I laughed only to see the man smiling at me.  “Let’s get those dancing shoes off, missy.”

I handed him my scuffed trainers and he shoved them in a plastic tray.  The shoes and I made it home eventually.

While in Sydney I went to a performance of Elling at the STC.  A play based on an Oscar nominated Norwegian film of the same name (2001), Elling deals with the lives of two men living together in Oslo away from institutional care for the first time.  The film was adapted into a play by Simon Bent in London in 2007, and well received at Bush Theatre, transferring then to the Trafalgar Studios in the west end.

It must be difficult to make a film (or write a play) about mental illness, particularly when aiming for broad humour.  I haven’t seen the film, but I hope it’s a bit more sensitive than the unstable slapstick of the stage production.

The problem with Elling is that the jokes do not hinge on the way that these characters are treated by people in the world, but rather depend on people laughing at mentally unstable people behaving abnormally.  That isn’t a particularly sophisticated type of humour.

There were a two great short sketches of bad poetry readings nicely performed, but otherwise  the funniest part of the whole piece was a brief burst of diegetic music between scenes; Norway’s Eurovision winning ‘I’m in love with a fairytale’.  But I probably found my friend Anna’s instant hysterics on hearing it more amusing than the actual musical interjection.

Australian comedian Adam Hills had a column on the BBC’s online disability resource ‘Ouch!’ where he discusses various aspects of living with a disability – including this great article on clearing security in the US after 9/11 with a prosthetic leg.  In his articles he makes the case for the place of humour when talking about disability, not because there is anything non-intentionally funny about disabled people, but because often the world is organised in a way that makes everyday things a little absurd for the disabled.
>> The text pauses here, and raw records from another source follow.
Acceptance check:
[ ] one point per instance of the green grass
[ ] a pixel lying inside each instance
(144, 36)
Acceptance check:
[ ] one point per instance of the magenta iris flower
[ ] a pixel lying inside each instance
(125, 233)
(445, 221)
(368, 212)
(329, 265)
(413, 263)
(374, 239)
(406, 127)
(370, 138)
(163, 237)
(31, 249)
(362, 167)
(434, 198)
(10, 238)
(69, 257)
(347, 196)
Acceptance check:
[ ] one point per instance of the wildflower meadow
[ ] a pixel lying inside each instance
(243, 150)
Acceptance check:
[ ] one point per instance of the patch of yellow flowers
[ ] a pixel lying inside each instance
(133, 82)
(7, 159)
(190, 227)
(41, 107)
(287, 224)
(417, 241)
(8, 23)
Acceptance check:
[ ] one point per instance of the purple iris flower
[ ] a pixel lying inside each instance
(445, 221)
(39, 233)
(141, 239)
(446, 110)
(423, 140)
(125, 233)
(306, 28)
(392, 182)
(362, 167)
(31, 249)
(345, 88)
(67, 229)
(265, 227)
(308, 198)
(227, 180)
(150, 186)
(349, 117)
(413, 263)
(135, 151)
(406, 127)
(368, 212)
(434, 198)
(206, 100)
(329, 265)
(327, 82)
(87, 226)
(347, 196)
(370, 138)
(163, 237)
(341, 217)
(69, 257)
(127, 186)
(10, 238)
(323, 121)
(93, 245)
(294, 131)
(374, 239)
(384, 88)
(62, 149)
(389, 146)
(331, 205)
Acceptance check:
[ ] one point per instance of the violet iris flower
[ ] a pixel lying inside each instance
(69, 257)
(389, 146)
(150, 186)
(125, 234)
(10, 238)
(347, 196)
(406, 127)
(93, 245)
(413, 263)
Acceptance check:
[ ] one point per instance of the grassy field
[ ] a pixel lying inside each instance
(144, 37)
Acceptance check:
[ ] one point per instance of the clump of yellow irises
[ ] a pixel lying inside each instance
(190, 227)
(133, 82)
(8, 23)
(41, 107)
That’s why I particularly liked the gruff man on security at Heathrow.  He seemed to understand the absurdity of a safety system that isn’t very well suited to people partly made of metal.

Elling
Adapted by Simon Bent from a film by Petter Næss

Sydney Theatre Company
15/06/09

P.S.  I am very sad to be missing the new production of Tennessee William’s A Streetcar Named Desire in December. Cate Blanchett as Blanche.  I can’t imagine it being anything but fantastic.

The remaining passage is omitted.